Every Person Has a Stake in Clean Water

As owners and users of our public resources, all community members have a right to legally challenge damages to waters protected under the Clean Water Act.

In recognition that the nation’s waters are a public resource, Congress included a Citizen Lawsuit provision in the Clean Water Act to ensure that there was sufficient oversight.

Congress made clear that communities and individuals are not to be treated as nuisances or troublemakers but rather as welcomed participants in the vindication of environmental interests. Fearing that administrative enforcement might falter or stall, citizen suit provisions reflected a deliberate choice by Congress to widen people’s access to the courts as a supplemental and effective assurance the Act would be implemented and enforced.


Clean Water Act: Citizen Lawsuit Fundamentals

Any community member may commence a civil action on his own behalf. “Citizen” means a person or persons having an interest which is or may be adversely affected. To establish standing, the person must allege injury in fact due to defendant’s violations. Community members usually allege they are being or will be adversely affected by the violating discharges with regard to their health, economic, recreational, aesthetic or environmental interests. It is typical for a plaintiff to regularly use the affected water or to reside near or recreate near the affected water.

Before starting a lawsuit, an individual must give 60 day notice of their intent to sue to the alleged violator, the U.S. Environmental Protection Agency (EPA) and the local delegated enforcement agency (such as the Washington State Department of Ecology in Washington state.) Such notice is provided via a letter commonly referred to as a “60 Day Notice Letter”.


If the dispute has not been settled within the 60 day notice period, they may then file a “complaint”. The Complaint is the formal legal document that constitutes the filing of the lawsuit. The complaint sets out the facts and legal reasons for filing the lawsuit and names the person or group as the “plaintiff” and the polluter as the “defendant”. Complaints are a matter of public record.

Ongoing Violations
The CWA does not confer jurisdiction on federal courts to entertain citizen suits to enforce against “wholly past violations.” Violations must be “ongoing” at time lawsuit is started.

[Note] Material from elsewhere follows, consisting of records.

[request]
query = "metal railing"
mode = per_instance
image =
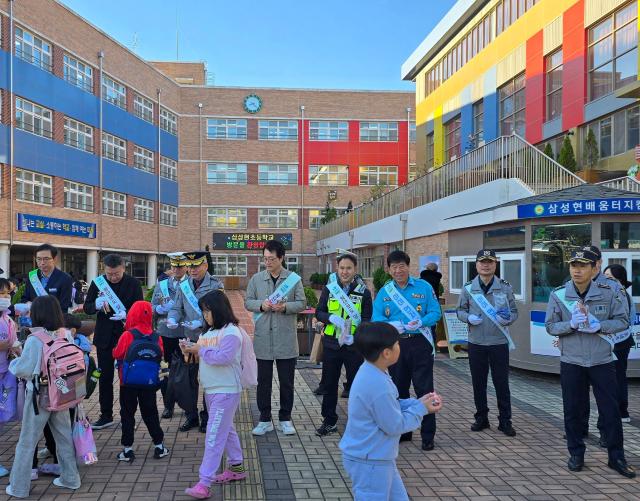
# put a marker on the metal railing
(503, 158)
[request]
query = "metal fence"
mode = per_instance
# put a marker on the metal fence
(503, 158)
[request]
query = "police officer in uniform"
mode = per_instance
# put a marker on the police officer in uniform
(337, 350)
(415, 364)
(581, 313)
(488, 346)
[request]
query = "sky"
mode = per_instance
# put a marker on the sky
(328, 44)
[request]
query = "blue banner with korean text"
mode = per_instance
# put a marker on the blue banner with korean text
(579, 207)
(42, 224)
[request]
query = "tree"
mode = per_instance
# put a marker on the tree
(591, 151)
(567, 157)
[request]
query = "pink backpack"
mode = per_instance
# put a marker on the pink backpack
(63, 366)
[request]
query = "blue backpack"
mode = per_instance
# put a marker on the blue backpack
(141, 364)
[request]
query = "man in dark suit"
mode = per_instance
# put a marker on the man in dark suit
(110, 324)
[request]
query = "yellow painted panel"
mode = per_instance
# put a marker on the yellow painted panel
(552, 35)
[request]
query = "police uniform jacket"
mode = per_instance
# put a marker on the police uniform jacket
(486, 333)
(419, 294)
(172, 286)
(275, 334)
(581, 348)
(182, 310)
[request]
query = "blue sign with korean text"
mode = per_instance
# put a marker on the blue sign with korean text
(579, 207)
(41, 224)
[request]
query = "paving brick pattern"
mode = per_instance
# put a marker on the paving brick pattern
(464, 465)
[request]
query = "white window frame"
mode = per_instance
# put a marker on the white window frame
(34, 187)
(78, 196)
(78, 135)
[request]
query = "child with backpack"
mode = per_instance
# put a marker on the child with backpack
(40, 363)
(139, 353)
(222, 372)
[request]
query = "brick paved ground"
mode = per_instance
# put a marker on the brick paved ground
(484, 466)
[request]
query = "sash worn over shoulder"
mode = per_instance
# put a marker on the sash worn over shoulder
(36, 284)
(408, 311)
(488, 309)
(114, 301)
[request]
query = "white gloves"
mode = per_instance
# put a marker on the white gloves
(474, 319)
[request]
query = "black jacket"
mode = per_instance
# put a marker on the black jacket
(59, 285)
(322, 311)
(107, 332)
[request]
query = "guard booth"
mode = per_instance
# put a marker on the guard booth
(533, 238)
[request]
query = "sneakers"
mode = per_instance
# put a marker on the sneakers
(126, 456)
(102, 422)
(287, 428)
(326, 429)
(262, 428)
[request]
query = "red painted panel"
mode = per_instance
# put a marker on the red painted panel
(574, 75)
(534, 92)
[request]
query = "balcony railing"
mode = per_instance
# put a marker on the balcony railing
(503, 158)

Thus, Soundkeeper’s lawsuits are not based on one-time accidental incidents or pollution discharges that have already been corrected or cleaned up.

Resolution of a Lawsuit

Most CWA lawsuits are resolved with a negotiated agreement. A Consent Decree is a stipulated settlement that is signed by both parties, entered with the Court and enforceable as a Court order. A Settlement Agreement is an out-of-court agreement signed by both parties and enforceable as a contract. In these settlements, Soundkeeper seeks three components:

1. Compliance: The main objective of every Soundkeeper CWA lawsuit is to reduce the facility’s discharge of pollutants to Puget Sound. This is accomplished by the facility agreeing to undertake certain onsite improvements called “best management practices” (BMPs). BMPs range from operational and structural changes to the installation of advanced stormwater treatment systems. Source control BMPs include things like regular sweeping, proper storage of hazardous substances and other basic housekeeping measures. When housekeeping measures are not enough, the facility will be required to install a treatment system that removes up to 99% of the pollutants from their stormwater before discharge to local waterways.

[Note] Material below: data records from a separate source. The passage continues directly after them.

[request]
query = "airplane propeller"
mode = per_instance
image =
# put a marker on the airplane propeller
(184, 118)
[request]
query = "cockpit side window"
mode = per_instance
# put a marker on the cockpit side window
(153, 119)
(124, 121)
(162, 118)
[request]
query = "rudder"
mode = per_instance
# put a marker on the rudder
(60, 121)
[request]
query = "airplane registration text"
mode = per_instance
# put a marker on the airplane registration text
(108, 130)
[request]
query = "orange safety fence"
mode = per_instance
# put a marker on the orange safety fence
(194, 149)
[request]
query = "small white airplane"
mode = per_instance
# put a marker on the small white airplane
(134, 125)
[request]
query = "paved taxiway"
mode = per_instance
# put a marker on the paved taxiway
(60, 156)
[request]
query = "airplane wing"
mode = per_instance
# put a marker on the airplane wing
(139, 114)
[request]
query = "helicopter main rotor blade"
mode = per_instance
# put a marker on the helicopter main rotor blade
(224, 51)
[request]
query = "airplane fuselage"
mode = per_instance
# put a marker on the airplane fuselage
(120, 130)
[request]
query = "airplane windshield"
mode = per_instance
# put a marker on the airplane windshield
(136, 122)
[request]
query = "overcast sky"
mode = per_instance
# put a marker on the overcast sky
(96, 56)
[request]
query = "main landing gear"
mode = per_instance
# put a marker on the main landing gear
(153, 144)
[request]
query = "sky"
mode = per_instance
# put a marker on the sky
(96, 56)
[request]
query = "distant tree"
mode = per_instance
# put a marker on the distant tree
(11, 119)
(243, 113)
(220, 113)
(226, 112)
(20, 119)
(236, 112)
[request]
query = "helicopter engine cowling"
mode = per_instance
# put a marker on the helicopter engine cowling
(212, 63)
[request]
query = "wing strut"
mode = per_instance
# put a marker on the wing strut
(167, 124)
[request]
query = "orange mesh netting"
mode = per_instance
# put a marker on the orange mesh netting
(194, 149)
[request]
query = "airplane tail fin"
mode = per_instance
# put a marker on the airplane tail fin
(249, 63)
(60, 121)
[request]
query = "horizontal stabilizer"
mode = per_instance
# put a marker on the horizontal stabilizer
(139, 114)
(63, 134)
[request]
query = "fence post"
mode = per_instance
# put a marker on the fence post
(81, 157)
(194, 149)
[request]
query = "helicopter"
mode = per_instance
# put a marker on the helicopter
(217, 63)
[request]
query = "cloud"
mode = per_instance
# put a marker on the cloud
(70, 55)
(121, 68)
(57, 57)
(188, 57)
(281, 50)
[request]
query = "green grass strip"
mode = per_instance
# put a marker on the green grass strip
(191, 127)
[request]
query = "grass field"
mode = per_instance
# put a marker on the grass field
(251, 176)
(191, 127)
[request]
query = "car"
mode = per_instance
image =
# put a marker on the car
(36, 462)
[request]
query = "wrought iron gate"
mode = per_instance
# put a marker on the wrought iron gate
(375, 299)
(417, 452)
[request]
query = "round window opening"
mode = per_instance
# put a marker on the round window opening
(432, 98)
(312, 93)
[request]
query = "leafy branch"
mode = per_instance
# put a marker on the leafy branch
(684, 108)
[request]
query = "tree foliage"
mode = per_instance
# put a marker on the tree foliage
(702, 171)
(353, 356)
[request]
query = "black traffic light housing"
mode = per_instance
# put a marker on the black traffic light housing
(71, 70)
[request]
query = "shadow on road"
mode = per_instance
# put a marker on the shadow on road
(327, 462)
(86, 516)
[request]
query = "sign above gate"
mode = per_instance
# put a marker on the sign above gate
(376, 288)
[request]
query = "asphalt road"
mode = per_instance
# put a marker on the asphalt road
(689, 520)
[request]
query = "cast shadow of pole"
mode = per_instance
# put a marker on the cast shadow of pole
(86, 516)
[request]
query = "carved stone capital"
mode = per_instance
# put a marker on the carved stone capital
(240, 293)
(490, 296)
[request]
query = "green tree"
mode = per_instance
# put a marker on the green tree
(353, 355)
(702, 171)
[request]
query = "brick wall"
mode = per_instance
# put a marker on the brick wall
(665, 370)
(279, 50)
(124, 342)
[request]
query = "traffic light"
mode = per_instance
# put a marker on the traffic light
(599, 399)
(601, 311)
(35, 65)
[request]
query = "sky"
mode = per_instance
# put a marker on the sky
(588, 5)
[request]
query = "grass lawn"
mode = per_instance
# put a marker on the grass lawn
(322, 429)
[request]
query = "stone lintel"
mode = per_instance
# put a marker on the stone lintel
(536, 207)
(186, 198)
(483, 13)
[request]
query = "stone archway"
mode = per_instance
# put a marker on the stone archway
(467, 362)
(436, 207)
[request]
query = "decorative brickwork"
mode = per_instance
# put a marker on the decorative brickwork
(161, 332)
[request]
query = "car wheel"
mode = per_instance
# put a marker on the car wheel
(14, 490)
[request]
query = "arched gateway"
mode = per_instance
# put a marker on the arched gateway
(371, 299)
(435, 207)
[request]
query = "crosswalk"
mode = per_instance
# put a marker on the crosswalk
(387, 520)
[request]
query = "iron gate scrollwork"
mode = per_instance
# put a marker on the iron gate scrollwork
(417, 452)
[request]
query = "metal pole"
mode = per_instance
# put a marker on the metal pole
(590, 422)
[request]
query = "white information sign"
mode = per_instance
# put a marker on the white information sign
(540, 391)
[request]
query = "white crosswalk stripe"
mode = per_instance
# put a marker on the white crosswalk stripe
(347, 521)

2. Penalty: The CWA provides for penalties of up to $37,500 per violation, per day. Penalties that result from a Court judgment go to the U.S. Treasury. However, if a settlement occurs, Courts are willing to allow the parties to send that money to local third party recipients to spend on environmental benefit projects in the affected watershed. In the interest of keeping this money in Puget Sound, all of Soundkeeper’s lawsuits to date have ended in settlement. As part of those settlements, the polluter pays the penalty directly to the third party who, in turn, spends the money on projects that restore and benefit Puget Sound.

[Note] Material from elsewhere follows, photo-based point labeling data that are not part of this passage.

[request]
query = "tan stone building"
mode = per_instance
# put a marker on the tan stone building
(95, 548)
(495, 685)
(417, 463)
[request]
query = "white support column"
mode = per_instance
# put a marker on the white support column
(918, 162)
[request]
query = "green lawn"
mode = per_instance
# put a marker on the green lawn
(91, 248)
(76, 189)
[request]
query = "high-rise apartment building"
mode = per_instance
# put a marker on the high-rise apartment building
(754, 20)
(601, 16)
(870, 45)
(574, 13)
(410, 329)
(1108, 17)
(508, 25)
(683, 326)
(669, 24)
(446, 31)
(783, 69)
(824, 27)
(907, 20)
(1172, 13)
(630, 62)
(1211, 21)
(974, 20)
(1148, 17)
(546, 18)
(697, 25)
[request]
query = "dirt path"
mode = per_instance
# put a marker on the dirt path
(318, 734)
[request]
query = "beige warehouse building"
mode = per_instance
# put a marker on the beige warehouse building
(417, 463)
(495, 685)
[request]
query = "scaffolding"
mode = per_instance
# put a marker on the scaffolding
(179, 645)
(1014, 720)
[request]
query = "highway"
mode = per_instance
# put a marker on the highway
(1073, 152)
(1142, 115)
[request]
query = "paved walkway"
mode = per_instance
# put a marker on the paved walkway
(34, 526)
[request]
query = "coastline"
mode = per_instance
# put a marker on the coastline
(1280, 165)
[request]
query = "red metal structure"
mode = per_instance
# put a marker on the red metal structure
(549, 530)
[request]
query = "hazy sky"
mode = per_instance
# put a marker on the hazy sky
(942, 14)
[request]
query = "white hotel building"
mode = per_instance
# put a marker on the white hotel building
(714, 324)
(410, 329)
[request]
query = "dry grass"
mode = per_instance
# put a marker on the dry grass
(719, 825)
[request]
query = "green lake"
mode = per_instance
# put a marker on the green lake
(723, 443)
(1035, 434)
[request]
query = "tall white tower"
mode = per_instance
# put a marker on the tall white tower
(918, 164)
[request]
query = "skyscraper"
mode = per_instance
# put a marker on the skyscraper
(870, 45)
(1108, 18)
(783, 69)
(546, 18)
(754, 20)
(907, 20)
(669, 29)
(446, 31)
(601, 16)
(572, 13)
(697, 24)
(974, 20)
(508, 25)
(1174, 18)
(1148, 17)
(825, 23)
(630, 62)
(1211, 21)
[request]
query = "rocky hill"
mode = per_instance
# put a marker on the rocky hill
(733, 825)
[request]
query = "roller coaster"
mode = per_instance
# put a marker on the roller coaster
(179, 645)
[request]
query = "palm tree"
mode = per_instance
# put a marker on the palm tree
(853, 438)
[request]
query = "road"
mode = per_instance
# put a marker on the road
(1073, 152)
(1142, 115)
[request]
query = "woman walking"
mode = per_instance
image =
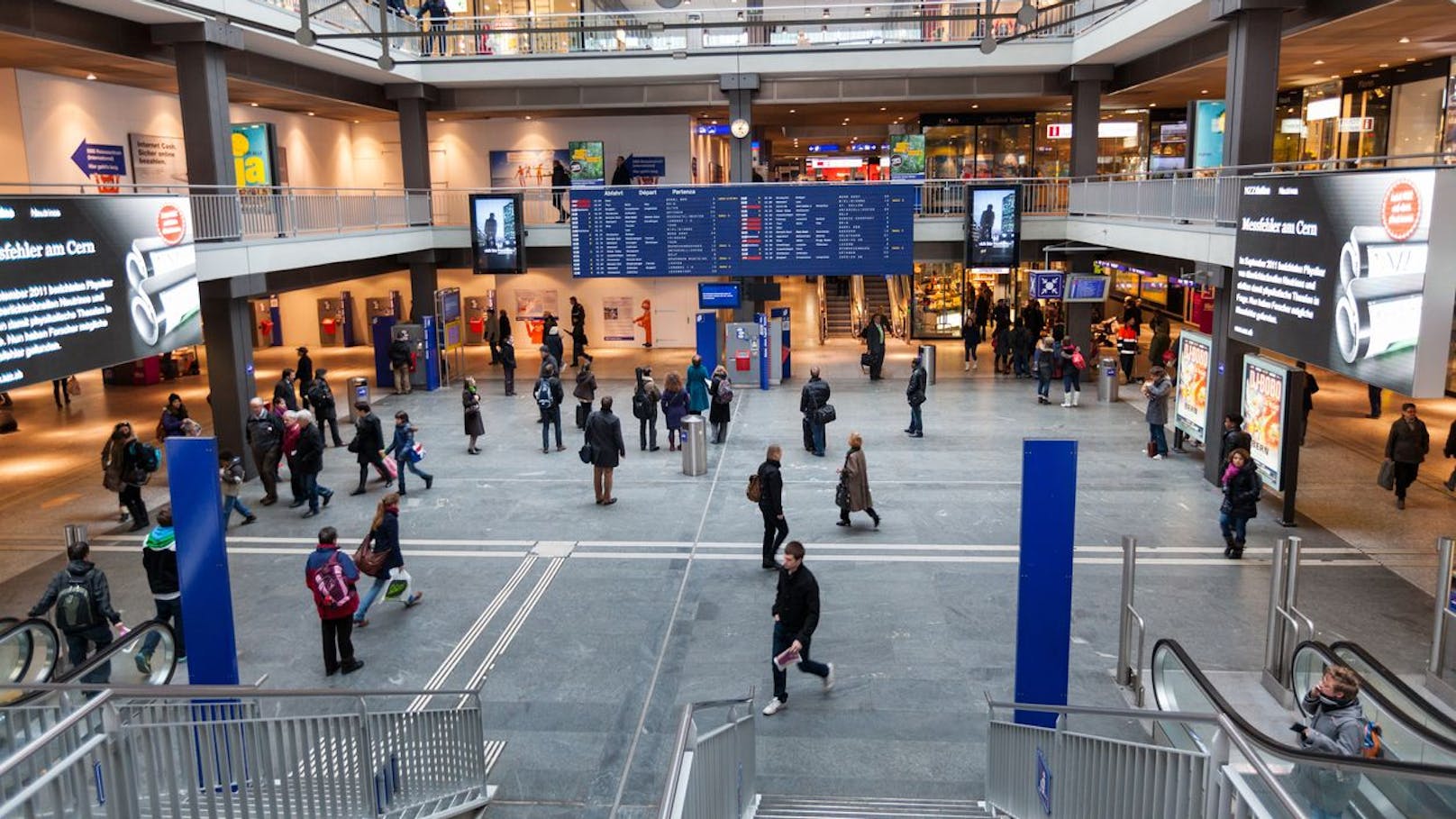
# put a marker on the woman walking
(1241, 502)
(383, 535)
(404, 452)
(853, 484)
(474, 426)
(675, 405)
(720, 413)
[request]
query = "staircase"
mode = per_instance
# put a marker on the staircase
(865, 807)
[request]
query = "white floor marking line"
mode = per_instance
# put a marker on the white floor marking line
(458, 653)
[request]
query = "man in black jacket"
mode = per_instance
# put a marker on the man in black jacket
(811, 399)
(796, 616)
(770, 503)
(82, 599)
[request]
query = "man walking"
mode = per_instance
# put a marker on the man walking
(915, 396)
(265, 439)
(811, 399)
(1406, 446)
(605, 439)
(796, 616)
(770, 503)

In determining civil penalties, the court will consider the following:

  •      seriousness of the violation
  •      economic benefit derived as a result of the violations
  •      good-faith efforts to achieve compliance
  •      economic impacts on violator
  •      such other matters as justice may require

3. Attorney’s Fees and Costs: The CWA also provides for the recovery of the costs of litigation. This includes reasonable attorney’s fees and expert witness fees.